A song is born in melody and its accompanying harmony, something that is possible with percussion, but Hella merely throw riffs and fills together rather than establish a theme and develop it. Aside from over-the-top drumming, the music on this record is nonexistent save for programmed blips and cackles here and there, in fact, why name songs when they are unrecognizable from one another? "Total Bugs Bunny on Wild Bass" is an ambitious freak out lacking focus, substance, and any value that would justify a price tag. With the exception of "Who Ray" the other six tracks on this recording offer little entertainment value and even less artistic value.
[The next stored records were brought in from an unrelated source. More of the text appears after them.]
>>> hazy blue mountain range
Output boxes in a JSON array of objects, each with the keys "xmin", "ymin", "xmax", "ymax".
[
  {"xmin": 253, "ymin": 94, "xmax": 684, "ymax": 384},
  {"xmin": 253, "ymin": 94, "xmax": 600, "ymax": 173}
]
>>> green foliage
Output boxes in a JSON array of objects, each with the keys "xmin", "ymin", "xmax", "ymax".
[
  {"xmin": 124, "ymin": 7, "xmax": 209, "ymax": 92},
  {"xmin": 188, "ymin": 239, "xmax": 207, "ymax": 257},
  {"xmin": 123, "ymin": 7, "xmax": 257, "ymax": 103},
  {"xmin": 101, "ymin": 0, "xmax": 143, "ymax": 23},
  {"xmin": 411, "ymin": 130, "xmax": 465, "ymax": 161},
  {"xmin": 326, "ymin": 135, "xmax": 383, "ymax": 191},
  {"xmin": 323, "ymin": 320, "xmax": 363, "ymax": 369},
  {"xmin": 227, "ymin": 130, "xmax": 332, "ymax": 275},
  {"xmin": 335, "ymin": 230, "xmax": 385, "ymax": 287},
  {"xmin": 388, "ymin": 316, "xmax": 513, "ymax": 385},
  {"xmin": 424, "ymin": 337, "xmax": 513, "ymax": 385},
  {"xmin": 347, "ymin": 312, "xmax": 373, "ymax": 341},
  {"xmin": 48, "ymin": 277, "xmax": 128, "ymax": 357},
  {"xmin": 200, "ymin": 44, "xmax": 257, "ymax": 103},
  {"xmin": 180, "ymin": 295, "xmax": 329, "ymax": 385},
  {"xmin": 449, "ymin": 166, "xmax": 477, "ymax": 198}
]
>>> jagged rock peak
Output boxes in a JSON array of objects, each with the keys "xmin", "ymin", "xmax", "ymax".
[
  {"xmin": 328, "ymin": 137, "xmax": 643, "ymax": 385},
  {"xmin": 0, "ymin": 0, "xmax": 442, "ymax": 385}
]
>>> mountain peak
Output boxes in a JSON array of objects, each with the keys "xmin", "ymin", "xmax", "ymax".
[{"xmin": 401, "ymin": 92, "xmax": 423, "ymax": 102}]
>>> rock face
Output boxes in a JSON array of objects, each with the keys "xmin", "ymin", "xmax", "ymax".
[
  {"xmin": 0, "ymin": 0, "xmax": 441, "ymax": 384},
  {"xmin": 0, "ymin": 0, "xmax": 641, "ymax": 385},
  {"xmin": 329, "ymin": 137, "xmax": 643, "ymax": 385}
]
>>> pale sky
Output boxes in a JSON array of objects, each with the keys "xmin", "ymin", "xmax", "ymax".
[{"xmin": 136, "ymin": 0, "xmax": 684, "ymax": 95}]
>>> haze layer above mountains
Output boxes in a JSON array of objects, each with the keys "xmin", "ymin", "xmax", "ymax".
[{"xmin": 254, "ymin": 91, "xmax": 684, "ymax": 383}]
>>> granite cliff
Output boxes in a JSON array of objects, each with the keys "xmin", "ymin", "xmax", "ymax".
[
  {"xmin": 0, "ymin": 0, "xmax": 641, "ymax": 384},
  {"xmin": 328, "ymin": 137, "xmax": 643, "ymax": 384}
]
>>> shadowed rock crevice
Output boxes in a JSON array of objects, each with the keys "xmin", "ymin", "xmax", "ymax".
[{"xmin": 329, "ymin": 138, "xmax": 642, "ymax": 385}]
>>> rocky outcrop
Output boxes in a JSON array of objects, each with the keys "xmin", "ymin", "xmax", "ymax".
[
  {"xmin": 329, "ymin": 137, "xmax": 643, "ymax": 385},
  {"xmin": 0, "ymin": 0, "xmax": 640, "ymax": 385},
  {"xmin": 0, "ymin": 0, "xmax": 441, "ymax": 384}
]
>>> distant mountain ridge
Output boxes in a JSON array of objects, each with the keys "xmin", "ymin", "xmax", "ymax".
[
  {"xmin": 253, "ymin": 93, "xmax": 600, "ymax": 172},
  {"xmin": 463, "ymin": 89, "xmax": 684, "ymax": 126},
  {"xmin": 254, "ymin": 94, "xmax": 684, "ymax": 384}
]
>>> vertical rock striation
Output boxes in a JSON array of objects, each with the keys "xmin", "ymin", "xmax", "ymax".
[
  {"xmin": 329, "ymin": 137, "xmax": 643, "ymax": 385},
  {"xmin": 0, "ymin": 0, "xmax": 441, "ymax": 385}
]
Zach Hill (drums), and guest drummer Carson McWhirter, provide almost all of the sound that Hella produces, the leftovers are courtesy of Spencer Seim (guitar, programming), but what sound is generated by the drumming is uneven, mistake laden, and nothing more interesting than a child with two pencils, a flat surface, and one hella case of ADD. I applaud the DIY attitude of this Sacramento duo, recording the entire record in home, but had these tracks been cut in a studio the shock would be too much to endure. This recording presents itself as relevant, unique, and though-provoking, but in actuality it is an aural splat on the wall (a common degreaser will take care of the mess). An interesting experiment, but unfortunately a difficult listen, I suggest Hella find some focus and concentrate on substance rather than whatever it is they are doing because the current plan is a waste of hearing, and we all love our ears.